4. Other criminal cases: paused, disqualified, dismissed or unresolved
Available reporting shows Trump faced multiple separate prosecutions (federal and state) in 2023–2025, but those other cases evolved differently: some were paused, some had prosecutorial conflicts and removals (for example, the Georgia prosecution was paused and its lead prosecutor later disqualified), and federal matters saw actions such as resignations or withdrawals by prosecutors that affected charging decisions [4] [5] [6]. Sources document that at least one major Georgia case was ultimately dropped by a new prosecutor in later reporting, illustrating that the larger slate of cases did not produce additional convictions in the cited material [4] [5].

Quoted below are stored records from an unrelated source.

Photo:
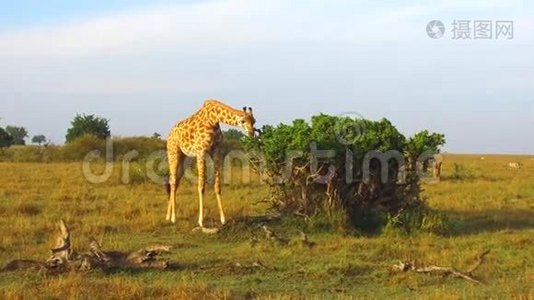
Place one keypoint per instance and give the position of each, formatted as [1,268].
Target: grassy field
[491,207]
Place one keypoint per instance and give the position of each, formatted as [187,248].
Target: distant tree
[38,139]
[6,140]
[233,134]
[88,124]
[18,134]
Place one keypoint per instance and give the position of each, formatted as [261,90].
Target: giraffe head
[247,121]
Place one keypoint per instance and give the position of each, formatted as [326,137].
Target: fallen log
[64,259]
[444,271]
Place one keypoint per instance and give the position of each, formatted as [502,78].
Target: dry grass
[492,207]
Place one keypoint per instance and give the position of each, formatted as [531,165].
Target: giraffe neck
[218,112]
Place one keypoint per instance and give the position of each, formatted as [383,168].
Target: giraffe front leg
[201,166]
[175,158]
[217,188]
[171,214]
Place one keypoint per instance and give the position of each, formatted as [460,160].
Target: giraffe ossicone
[199,136]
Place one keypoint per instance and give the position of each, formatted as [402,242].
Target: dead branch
[444,271]
[64,259]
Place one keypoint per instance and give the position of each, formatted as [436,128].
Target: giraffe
[199,136]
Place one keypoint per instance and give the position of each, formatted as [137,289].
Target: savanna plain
[490,206]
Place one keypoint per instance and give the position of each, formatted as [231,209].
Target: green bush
[352,179]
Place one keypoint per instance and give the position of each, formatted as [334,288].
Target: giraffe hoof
[205,230]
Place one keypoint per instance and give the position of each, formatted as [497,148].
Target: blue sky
[148,64]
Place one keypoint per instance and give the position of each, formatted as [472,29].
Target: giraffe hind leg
[217,188]
[175,159]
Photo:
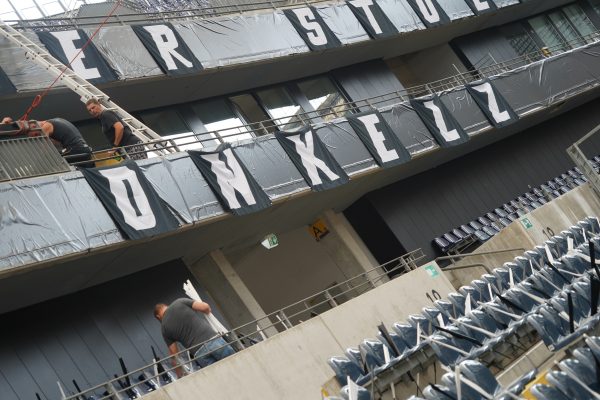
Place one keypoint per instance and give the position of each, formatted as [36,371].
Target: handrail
[152,16]
[406,263]
[260,128]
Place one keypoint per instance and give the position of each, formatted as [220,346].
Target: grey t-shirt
[183,324]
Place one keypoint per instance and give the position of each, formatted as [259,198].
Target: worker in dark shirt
[116,131]
[75,148]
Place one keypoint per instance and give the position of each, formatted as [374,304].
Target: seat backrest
[343,367]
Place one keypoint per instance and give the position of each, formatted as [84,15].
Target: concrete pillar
[217,276]
[347,248]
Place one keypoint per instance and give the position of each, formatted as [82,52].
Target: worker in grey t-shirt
[184,321]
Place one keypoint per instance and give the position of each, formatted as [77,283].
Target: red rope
[38,98]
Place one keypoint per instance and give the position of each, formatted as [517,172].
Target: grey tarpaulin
[377,136]
[65,46]
[167,48]
[318,167]
[124,52]
[131,200]
[345,146]
[6,86]
[492,103]
[401,14]
[241,38]
[480,7]
[464,109]
[550,80]
[22,72]
[179,182]
[342,22]
[230,180]
[455,9]
[312,29]
[270,166]
[430,12]
[505,3]
[372,18]
[440,122]
[48,217]
[409,128]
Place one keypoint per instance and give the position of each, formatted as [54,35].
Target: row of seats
[577,377]
[486,226]
[494,319]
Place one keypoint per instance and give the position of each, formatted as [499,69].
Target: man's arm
[201,306]
[119,128]
[173,349]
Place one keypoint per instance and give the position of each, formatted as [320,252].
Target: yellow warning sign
[318,229]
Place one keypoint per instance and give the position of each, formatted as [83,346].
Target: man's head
[159,311]
[94,107]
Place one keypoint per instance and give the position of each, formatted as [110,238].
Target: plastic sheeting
[241,39]
[465,110]
[270,166]
[50,217]
[401,14]
[25,74]
[341,20]
[409,128]
[124,52]
[456,9]
[178,182]
[345,146]
[550,80]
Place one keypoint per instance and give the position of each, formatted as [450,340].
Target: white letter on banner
[492,102]
[310,162]
[365,4]
[429,11]
[481,5]
[449,136]
[166,42]
[315,33]
[230,180]
[377,137]
[66,39]
[116,179]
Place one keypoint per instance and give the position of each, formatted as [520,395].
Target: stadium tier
[361,199]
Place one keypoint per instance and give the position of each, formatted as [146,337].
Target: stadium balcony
[521,317]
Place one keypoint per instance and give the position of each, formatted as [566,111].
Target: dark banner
[481,6]
[372,18]
[167,48]
[430,12]
[440,122]
[379,139]
[64,45]
[311,27]
[318,167]
[131,200]
[492,103]
[6,86]
[229,179]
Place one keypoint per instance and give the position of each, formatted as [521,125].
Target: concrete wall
[554,217]
[297,268]
[293,364]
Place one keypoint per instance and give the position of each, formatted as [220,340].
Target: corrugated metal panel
[28,157]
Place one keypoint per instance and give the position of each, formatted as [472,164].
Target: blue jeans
[213,351]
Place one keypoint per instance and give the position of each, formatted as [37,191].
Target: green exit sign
[526,223]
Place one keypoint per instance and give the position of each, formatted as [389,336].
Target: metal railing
[332,113]
[134,384]
[234,7]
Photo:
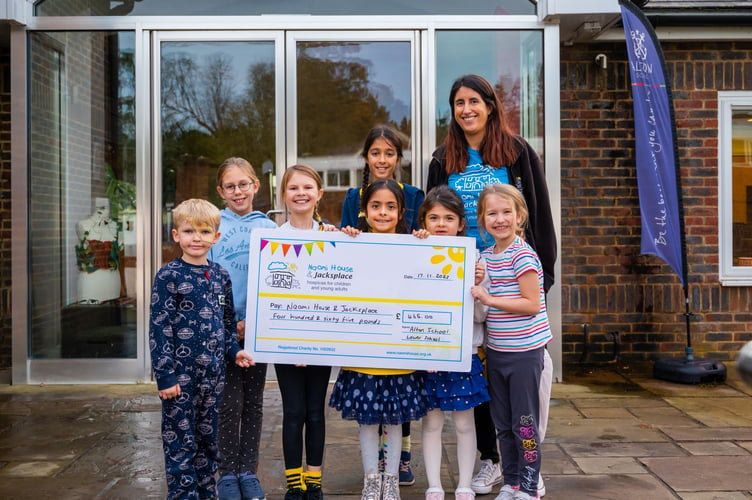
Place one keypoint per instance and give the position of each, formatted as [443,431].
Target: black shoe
[313,492]
[294,494]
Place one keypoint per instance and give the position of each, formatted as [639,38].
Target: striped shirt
[511,331]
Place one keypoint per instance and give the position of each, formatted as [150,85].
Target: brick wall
[5,212]
[606,283]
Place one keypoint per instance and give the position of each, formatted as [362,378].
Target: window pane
[82,175]
[247,7]
[344,89]
[218,101]
[741,179]
[511,60]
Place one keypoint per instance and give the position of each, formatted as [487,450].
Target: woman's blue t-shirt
[469,184]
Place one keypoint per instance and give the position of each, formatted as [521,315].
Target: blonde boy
[191,331]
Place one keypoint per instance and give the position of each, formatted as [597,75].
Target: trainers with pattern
[434,494]
[294,494]
[371,487]
[390,487]
[464,494]
[250,488]
[508,492]
[406,472]
[487,477]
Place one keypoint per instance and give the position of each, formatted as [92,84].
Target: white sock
[369,448]
[432,425]
[392,448]
[464,425]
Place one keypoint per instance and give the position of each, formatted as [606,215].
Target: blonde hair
[196,212]
[241,163]
[508,192]
[305,170]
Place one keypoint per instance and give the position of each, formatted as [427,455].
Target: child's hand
[244,360]
[480,293]
[480,272]
[170,392]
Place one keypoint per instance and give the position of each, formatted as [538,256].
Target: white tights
[369,448]
[464,425]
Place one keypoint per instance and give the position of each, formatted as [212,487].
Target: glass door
[82,300]
[219,95]
[340,85]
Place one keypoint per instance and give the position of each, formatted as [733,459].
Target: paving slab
[664,416]
[593,430]
[622,449]
[608,437]
[715,495]
[606,487]
[645,401]
[708,434]
[702,473]
[713,448]
[717,411]
[608,465]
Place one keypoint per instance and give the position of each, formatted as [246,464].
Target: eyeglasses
[243,187]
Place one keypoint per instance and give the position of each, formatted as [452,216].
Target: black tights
[303,390]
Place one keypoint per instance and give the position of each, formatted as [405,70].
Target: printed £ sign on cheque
[374,300]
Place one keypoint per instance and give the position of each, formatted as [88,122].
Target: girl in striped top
[517,332]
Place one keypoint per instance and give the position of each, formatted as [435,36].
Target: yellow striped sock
[294,478]
[313,478]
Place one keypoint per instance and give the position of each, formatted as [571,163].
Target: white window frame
[729,273]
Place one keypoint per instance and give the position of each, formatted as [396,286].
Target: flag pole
[661,204]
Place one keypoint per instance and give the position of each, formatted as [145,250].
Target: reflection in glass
[741,185]
[82,174]
[510,60]
[218,100]
[260,7]
[343,90]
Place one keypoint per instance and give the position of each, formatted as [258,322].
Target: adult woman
[480,149]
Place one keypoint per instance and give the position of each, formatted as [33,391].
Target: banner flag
[655,144]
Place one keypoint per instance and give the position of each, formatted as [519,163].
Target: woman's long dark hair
[498,147]
[377,185]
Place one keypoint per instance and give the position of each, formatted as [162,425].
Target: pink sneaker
[434,494]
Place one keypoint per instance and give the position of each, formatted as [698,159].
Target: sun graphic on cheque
[450,258]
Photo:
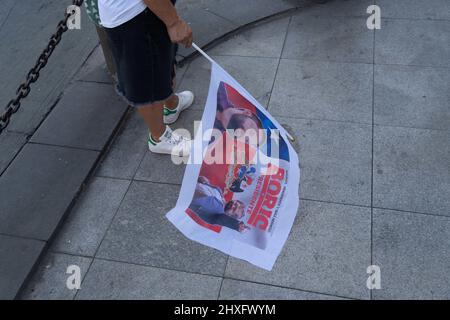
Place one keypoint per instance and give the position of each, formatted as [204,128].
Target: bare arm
[179,31]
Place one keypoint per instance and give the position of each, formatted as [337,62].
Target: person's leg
[153,117]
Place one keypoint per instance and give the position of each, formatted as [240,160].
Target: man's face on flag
[235,209]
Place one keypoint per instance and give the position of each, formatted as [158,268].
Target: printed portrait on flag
[242,197]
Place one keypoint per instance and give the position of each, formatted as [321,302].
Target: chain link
[33,75]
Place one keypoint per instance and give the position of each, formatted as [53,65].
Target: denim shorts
[145,59]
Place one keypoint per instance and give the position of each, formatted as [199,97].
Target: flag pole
[203,53]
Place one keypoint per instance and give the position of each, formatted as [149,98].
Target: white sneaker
[185,100]
[170,143]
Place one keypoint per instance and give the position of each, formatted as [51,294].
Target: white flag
[240,189]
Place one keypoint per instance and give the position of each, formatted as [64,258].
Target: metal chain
[33,75]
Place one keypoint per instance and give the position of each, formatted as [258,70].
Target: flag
[240,189]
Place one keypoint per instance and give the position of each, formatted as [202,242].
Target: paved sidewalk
[370,111]
[64,127]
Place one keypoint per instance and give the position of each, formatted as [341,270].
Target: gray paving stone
[141,234]
[335,158]
[44,180]
[27,31]
[412,96]
[10,144]
[243,12]
[160,168]
[412,251]
[340,8]
[87,223]
[94,69]
[254,74]
[113,280]
[199,19]
[127,151]
[418,42]
[324,38]
[49,282]
[264,40]
[415,9]
[84,118]
[323,90]
[5,11]
[412,170]
[18,257]
[327,251]
[242,290]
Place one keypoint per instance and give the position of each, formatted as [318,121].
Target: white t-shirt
[113,13]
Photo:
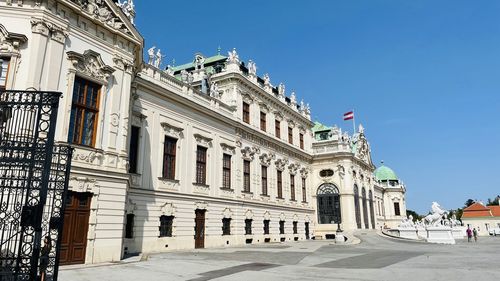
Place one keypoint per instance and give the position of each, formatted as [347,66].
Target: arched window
[365,208]
[372,214]
[328,198]
[356,206]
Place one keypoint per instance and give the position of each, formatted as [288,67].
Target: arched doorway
[356,206]
[328,198]
[372,214]
[365,208]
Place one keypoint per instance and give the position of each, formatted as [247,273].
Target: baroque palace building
[206,154]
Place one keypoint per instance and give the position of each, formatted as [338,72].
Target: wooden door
[76,224]
[199,229]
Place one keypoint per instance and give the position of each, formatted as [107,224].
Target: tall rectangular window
[134,149]
[248,226]
[266,226]
[397,211]
[201,165]
[246,113]
[282,227]
[277,128]
[166,226]
[279,177]
[263,124]
[263,174]
[4,70]
[169,149]
[84,112]
[226,171]
[246,176]
[304,195]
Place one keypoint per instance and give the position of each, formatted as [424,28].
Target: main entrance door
[76,224]
[199,229]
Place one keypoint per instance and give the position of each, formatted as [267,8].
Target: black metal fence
[34,177]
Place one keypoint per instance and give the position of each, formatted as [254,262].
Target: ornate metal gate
[34,177]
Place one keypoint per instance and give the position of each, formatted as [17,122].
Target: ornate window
[263,174]
[226,171]
[226,226]
[277,128]
[356,206]
[328,198]
[169,150]
[280,183]
[84,112]
[166,223]
[201,165]
[246,112]
[246,176]
[248,226]
[134,149]
[263,121]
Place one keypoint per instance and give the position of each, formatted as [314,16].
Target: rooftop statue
[233,56]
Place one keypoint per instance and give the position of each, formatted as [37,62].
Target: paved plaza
[374,258]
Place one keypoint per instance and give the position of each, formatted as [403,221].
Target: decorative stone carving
[172,130]
[266,158]
[200,139]
[281,164]
[167,209]
[91,64]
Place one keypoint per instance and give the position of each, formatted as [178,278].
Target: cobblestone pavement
[375,258]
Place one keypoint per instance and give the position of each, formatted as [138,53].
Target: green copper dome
[384,173]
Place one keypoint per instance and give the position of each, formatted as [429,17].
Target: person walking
[469,234]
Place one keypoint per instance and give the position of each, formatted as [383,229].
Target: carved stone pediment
[90,64]
[172,130]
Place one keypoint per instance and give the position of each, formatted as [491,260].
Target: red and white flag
[349,115]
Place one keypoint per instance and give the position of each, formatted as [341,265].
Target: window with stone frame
[397,211]
[304,193]
[4,71]
[166,223]
[201,165]
[246,176]
[129,226]
[226,171]
[263,175]
[246,112]
[169,151]
[226,226]
[84,112]
[266,226]
[279,179]
[248,226]
[277,128]
[263,123]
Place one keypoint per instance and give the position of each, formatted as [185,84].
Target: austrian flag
[349,115]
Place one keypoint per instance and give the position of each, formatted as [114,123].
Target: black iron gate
[34,177]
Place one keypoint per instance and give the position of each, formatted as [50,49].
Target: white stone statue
[436,216]
[252,68]
[233,56]
[151,55]
[281,90]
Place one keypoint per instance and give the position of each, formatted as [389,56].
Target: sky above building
[422,76]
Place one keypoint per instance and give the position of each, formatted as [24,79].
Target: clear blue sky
[423,76]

5. What “convicted of 34 counts” means in practice
The 34 counts are individual felony counts of falsifying business records; conviction on multiple counts is treated as multiple felonies even if the sentence imposed is noncustodial [1] [3]. News analysis underscores the unusual combination of a historic felony conviction for a former president paired with a sentence that carries no punitive measures, a dynamic that has legal and political consequences beyond typical criminal‑justice outcomes [2] [7].
6. Political and international implications noted by reporting
Coverage flagged consequences beyond domestic sentencing: some outlets noted potential travel or diplomatic complications for a convicted felon (for example, countries with entry restrictions), and political ramifications as Trump returned to high office while contesting his conviction [9] [5]. Reporting also emphasizes that state convictions are not subject to federal presidential pardons — an issue raised particularly in coverage of the Georgia matter [5].
7. Limits of the sources and open questions
Available sources in this packet identify only the New York conviction as a completed guilty verdict leading to a recorded conviction (34 counts), and they describe other prosecutions as unresolved, paused, disqualified or dropped in later action [4] [5] [6]. Sources do not provide additional finalized convictions beyond the 34 counts in Manhattan; they also document ongoing appeals and legal maneuvers seeking to overturn or mitigate that conviction [8] [9]. If you want the latest court decisions on appeals or outcomes in other jurisdictions, those developments are not found in the current set of sources and would require updated reporting.
If you’d like, I can pull together a concise timeline of the New York case’s major dates (indictment, trial dates, verdict, sentencing and appeal filings) or summarize the status of each separate prosecution as reported in these sources.